Scaramanga’s manservant, Nick Nack, is rather reminiscent of Oddjob, with a touch of the French stereotype about him, and rather a lot of fun poked at his dwarfism. Bond is still very aggressive with women, something that is excusable when they’re trying to kill him, which is often, but not always. However, it’s nice to see Moneypenny standing up for herself a bit more, apparently having had enough of his shit.

I found this one a bit of a slog, to be honest.

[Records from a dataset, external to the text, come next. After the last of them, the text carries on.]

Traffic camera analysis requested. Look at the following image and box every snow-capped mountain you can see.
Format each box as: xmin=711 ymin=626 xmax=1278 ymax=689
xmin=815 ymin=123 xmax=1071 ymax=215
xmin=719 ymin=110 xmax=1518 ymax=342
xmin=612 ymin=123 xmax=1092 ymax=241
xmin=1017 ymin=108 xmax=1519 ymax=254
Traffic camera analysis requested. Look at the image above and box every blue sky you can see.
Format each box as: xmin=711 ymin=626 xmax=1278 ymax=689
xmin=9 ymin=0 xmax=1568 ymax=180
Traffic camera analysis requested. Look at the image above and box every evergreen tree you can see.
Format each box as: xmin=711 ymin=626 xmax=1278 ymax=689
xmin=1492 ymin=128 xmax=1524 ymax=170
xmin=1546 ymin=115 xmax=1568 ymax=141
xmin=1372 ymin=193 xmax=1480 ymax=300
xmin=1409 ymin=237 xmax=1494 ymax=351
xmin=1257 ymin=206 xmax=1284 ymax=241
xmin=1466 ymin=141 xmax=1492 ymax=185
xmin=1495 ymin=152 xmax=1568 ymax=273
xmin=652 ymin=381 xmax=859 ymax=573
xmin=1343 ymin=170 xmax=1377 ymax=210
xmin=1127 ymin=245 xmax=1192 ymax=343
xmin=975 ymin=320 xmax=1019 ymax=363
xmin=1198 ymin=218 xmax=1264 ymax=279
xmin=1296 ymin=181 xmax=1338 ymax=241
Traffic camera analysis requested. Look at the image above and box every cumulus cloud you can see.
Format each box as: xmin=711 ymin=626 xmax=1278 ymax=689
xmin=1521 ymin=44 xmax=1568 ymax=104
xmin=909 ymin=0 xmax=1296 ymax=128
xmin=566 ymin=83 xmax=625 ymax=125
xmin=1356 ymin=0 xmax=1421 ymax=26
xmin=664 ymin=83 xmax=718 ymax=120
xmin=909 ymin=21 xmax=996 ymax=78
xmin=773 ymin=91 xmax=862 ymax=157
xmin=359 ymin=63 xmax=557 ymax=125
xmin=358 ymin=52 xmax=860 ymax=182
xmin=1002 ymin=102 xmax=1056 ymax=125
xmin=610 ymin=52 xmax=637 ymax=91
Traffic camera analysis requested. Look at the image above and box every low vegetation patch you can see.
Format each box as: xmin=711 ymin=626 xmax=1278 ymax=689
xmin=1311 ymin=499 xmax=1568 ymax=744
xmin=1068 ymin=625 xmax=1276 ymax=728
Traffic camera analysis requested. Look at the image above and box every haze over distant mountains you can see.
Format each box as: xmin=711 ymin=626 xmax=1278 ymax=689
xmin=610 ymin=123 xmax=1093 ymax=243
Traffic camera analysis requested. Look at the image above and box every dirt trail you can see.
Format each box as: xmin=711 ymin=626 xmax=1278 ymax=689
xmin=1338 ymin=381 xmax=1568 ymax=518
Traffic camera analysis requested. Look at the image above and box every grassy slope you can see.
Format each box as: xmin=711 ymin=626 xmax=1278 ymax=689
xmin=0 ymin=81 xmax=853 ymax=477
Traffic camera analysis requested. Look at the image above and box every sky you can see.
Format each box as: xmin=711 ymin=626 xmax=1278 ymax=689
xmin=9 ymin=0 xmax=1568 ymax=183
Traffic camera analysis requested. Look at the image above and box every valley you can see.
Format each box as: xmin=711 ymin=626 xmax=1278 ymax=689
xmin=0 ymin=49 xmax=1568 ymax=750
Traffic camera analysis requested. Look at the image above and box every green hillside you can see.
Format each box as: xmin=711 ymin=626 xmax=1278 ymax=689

By the time the film started properly, I was already irritated by Paul McCartney singing “this ever-changing world in which we live in,” and Roger Moore did not exactly improve my mood. For one thing, he’s no Sean Connery; for another, he’s Roger Moore.
I’m not at all convinced by Moore in the leading role. It would be good if he could add another facial expression or two to his repertoire
, for instance, and even when jumping across crocodiles’ heads to safety, he looks like a man trying not to wrinkle his suit on his way back to the office. On that subject, his suits of beige and blue don’t seem as fitting for the role as Connery’s blacks and greys. However, Moore does introduce the Tactleneck to the Bond franchise, as pictured above, which is nice.
This film, while entertaining enough in places, seems to go off the rails a bit, bringing in occult elements such as Tarot cards, in which we’re now supposed to believe in.* There are some rather dodgy stereotypes dished out to the black villains of the film, and Sheriff J. W. Pepper couldn’t be more reminiscent of Foghorn Leghorn if he sprouted wings. We also finally get the chance to meet Quarrel Jr., the son of Quarrel, a minor character from Dr. No, who turns up here for some reason.
Plot-wise and theme-wise, this is fairly in keeping with what I’ve seen so far, with Guy Hamilton continuing as director, toning down some of the slapstick and over-explanation of Diamonds Are Forever. Roger Moore has a lot to do to convince me as Bond, I’m sure he’ll be devastated to learn. Fortunately, he has six more films in which to do so. Super.